Assessment#
Instructions
To earn a micro-badge for this workshop, write code for/answer the prompts on
the next page. You should do your work in a notebook environment (like
Jupyter); include all code, code outputs, and short answers directly in your
notebook. Submit this notebook to GradPathways by exporting it to an html
file (in Jupyter Notebooks, you can do this by going to File > Save Page As
in your browser).
Links
Environment and File Setup#
For this assessment, you will be cleaning, mining, and modeling a corpus of texts. We intend this to reinforce the materials the workshops sessions cover and to serve as an occasion with which you can practice text mining for your own research. To wit: you are invited to use your own corpus of text files to complete the assessment; by the time you’ve finished, you’ll have built a foundation for text mining in a research project.
If you don’t want to use your own corpus, or if you don’t have one ready to
hand, we’ve also provided one. Under data/novels/
you’ll find 150 plaintext
files of English-language novels. You can find a corresponding file manifest at
data/manifest.csv
, which you may use as a reference when doing your own work.
If you do want to use your own corpus, we suggest using at least 100
documents. But it also depends: 100 tweets won’t get you very far, whereas 100
research papers likely will. Try to aim for a corpus that has at least
100,000 total words.
In addition to the input directory and file manifest, we have created an empty
directory, data/output/
, which you should use to store any data that you
generate while working. You are free to make other directories as you see fit.
While we ask that you do this work in a notebook environment, you may use a
local environment on your own computer or Google Colab. Regardless of which
environment you use, you will need to make sure that you have all required
packages installed. The requirements file for these packages is under
data/requirements.txt
.
The directory structure for this assessment is:
requirements.txt A list of required packages
text_mining_assessment.pdf These instructions
data/ The data directory
|-- manifest.csv A file manifest
|-- novels/ Plaintext files of 150 novels
|-- output/ An empty directory for code outputs
`-- voyant_stoplist.txt A list of stopwords
Rubric#
Readers at GradPathways will be looking for a few things in this assessment.
Working code: were you able to successfully implement code for each prompt?
Understanding the code: can you explain what your code does and why you implemented it?
Supporting examples and materials: have you used graphs and other results to produce evidence for your findings?
Critical reflection: do your short answers provide context (conceptual, domain-specific, etc.) for your findings and observations? Can you use your results to reason about your corpus, or even provide preliminary hypotheses?
Prompts#
Cleaning#
Select a text from your corpus and load it into your notebook. Regardless of which corpus you’ve chosen, the texts are going to need to be cleaned so you can mine them for information. So, using this single text, define a series of functions to clean your corpus (it may take a few tries to get it cleaned to your liking).
In a few sentences, explain how you developed these functions. What did you want to accomplish with each one? What considerations did you need to take into account? What challenges did you encounter?
Once you have developed your cleaning workflow to your liking, clean all the texts in the corpus. If you’d like, save the cleaned texts to
data/output/
.
Corpus analytics#
Now that your corpus is clean, it’s time to format it into a usable data structure for text mining. Convert your texts into a document-term matrix of raw counts.
With that done, you can begin surveying your corpus:
What is the longest text in the corpus? The shortest?
What is the mean type-token ratio? Would you say this corpus is lexically diverse? Why or why not?
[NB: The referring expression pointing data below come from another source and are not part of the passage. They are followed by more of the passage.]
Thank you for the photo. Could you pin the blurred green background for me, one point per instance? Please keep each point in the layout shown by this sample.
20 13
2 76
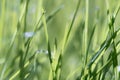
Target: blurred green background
73 58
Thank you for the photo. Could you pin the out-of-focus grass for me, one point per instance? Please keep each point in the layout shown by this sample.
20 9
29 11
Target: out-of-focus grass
59 39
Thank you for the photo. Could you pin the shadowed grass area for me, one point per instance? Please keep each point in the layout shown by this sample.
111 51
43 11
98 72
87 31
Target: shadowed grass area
59 40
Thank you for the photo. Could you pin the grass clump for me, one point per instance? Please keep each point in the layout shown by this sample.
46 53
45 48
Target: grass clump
35 45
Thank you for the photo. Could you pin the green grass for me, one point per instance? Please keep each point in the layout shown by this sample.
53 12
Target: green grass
59 40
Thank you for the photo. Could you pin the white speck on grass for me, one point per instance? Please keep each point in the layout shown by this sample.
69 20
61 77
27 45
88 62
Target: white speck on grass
29 34
118 68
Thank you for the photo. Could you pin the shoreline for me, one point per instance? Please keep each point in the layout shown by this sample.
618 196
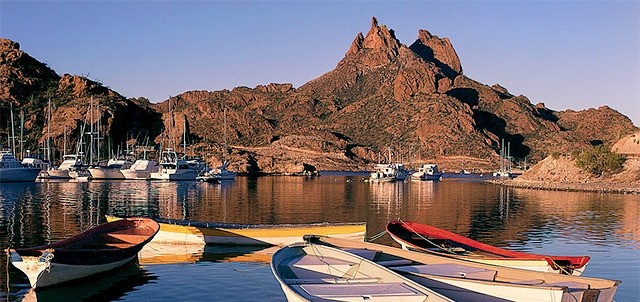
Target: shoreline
595 187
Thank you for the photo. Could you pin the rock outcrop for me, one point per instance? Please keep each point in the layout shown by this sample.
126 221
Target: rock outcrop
382 96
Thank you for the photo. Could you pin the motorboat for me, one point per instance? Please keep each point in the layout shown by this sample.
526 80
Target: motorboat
140 169
312 272
427 172
174 168
463 280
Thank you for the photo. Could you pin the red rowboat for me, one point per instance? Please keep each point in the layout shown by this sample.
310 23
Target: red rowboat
429 239
99 249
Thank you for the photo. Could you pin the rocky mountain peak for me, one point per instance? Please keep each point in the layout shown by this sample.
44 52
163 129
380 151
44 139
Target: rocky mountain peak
380 44
439 51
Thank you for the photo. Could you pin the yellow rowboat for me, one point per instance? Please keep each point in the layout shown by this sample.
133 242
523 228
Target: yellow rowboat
194 232
167 253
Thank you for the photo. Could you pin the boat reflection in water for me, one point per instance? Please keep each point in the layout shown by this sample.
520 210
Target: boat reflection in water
603 226
107 287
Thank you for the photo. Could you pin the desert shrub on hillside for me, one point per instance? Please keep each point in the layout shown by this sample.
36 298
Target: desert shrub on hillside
599 160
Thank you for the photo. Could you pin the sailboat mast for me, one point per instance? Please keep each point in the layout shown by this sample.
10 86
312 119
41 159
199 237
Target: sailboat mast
21 133
49 131
91 132
64 141
184 136
13 135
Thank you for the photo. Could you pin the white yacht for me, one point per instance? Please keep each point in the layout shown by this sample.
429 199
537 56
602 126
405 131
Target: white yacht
112 170
389 172
141 169
11 170
174 168
427 172
62 171
219 174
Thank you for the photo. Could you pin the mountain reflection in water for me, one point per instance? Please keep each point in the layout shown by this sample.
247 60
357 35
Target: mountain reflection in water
603 226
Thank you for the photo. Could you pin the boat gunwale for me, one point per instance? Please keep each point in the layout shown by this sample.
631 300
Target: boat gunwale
575 262
223 225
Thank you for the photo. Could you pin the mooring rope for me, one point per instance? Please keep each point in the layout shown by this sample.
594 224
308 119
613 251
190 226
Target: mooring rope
376 236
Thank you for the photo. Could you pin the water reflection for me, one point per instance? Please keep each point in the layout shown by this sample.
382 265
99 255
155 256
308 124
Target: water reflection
603 226
107 287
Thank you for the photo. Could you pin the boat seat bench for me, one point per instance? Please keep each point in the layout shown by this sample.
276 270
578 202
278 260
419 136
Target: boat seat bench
122 238
331 281
450 270
374 291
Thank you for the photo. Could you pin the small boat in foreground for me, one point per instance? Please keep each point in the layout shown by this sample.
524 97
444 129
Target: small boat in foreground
195 232
429 239
97 250
310 272
463 280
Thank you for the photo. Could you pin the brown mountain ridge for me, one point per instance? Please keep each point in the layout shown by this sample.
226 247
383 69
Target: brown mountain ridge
383 95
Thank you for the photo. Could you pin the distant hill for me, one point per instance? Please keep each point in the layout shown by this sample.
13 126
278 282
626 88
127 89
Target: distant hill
383 96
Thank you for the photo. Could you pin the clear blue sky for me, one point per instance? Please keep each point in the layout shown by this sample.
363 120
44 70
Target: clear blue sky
569 55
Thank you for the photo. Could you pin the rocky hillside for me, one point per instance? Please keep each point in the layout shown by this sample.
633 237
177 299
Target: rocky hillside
383 96
563 169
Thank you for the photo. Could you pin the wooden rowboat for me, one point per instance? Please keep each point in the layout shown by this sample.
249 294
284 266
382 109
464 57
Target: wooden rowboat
194 232
429 239
310 272
463 280
97 250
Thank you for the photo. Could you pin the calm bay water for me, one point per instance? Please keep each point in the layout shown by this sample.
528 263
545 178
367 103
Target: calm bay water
603 226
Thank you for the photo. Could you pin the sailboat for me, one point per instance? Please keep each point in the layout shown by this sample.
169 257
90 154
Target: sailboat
173 167
141 168
221 173
505 167
12 170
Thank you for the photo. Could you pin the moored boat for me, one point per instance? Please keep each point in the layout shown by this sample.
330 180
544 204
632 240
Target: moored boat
427 172
194 232
310 272
97 250
140 169
174 168
388 172
463 280
112 170
12 170
429 239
Construct graphs as appropriate to help you in your exploratory work.
Document similarity#
Now, convert your texts into a document-term matrix of tf-idf scores and then produce a cosine similarity matrix from these scores. Remember that these scores will help us identify similarities across the texts your corpus.
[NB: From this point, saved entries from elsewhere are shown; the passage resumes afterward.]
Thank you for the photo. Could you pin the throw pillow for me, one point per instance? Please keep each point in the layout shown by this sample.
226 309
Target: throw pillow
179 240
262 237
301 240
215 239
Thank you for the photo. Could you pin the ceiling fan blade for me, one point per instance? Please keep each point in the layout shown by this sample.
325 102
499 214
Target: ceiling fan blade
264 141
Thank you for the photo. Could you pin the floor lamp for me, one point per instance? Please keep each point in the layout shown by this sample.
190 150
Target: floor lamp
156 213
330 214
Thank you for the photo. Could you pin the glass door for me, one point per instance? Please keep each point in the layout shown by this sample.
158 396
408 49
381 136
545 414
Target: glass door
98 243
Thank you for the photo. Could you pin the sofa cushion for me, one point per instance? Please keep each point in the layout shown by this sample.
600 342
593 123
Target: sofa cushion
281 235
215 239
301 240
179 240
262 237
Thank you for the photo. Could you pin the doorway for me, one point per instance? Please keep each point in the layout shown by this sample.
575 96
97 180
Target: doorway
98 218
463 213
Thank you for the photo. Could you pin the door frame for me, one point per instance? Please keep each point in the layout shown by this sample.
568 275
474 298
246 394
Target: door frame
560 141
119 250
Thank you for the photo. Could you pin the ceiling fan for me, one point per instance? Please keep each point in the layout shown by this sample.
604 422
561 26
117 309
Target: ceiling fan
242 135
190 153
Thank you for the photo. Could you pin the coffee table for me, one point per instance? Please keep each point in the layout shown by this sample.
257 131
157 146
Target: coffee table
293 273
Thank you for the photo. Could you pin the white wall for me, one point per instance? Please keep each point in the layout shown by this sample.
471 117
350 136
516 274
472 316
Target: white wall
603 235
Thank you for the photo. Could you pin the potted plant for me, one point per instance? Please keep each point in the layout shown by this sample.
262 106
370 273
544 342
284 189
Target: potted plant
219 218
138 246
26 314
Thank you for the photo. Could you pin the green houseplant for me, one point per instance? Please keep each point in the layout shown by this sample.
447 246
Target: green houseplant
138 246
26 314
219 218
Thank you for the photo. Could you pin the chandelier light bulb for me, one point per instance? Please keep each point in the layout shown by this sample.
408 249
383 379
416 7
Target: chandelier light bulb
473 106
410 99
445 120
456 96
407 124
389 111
To see this in action, select three texts. Identify the most- and least-similar texts for each one.
In a few sentences, briefly reflect on these (dis)similarities. If you’re familiar with the texts you’ve chosen, are you surprised by what you’ve found? Sample a few terms novels and compare their respective tf-idf scores. Do you notice any patterns?
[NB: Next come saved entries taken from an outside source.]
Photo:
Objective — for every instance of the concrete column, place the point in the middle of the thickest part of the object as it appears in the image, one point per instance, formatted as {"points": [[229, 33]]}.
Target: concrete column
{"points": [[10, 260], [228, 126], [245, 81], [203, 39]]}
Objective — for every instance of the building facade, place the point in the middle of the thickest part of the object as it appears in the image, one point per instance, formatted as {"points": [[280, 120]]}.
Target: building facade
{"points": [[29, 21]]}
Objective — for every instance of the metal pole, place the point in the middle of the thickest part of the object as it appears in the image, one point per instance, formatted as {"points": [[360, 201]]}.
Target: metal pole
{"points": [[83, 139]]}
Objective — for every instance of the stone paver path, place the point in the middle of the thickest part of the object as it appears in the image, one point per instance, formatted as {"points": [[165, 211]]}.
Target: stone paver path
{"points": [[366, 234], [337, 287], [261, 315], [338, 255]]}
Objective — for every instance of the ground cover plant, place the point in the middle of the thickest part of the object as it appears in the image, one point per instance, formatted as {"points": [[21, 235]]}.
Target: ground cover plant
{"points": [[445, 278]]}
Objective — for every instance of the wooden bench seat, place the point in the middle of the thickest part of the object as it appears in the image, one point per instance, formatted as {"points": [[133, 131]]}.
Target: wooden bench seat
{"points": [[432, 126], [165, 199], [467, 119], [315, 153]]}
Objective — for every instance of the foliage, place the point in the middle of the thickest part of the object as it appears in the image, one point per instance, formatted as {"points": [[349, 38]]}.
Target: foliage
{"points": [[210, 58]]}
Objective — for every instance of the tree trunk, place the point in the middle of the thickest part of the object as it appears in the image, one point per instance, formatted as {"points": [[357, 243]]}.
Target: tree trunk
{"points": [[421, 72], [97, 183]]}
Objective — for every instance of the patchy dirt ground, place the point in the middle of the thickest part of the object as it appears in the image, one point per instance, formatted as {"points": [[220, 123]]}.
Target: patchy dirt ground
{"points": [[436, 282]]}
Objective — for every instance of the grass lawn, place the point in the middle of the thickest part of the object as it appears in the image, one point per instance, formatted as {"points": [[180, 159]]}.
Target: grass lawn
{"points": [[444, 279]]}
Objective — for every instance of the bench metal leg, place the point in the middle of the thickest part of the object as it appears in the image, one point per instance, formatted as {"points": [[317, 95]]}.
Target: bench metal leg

One thing we haven’t had you do is lemmatize the texts. If you were to lemmatize the texts, how would you expect that process to affect the similarity scores?
Topic Modeling#
It’s time to topic model! Produce a preliminary topic model of your cleaned corpus and explore the results. After doing so, explain whether you think the number of topics you’ve set is appropriate.
Remember that topic modeling is often an iterative process, so return to the model initialization and find what you think is an optimal number of topics for your corpus. Adjust hyperparameters as needed. If you do adjust them, explain your reasoning for doing so (this is likely going to involve you drawing on your own domain knowledge—embrace that context!).
Visualize your topic model using
LDAvis
. Using it, try to assign labels to at least three of the topics in your model (that is, what you think these topics are ‘about’). This is often an important step for making your results interpretable and shareable with other researchers. If you were to share your model, how would explain your reasoning for these labels? Use examples from the corpus as needed.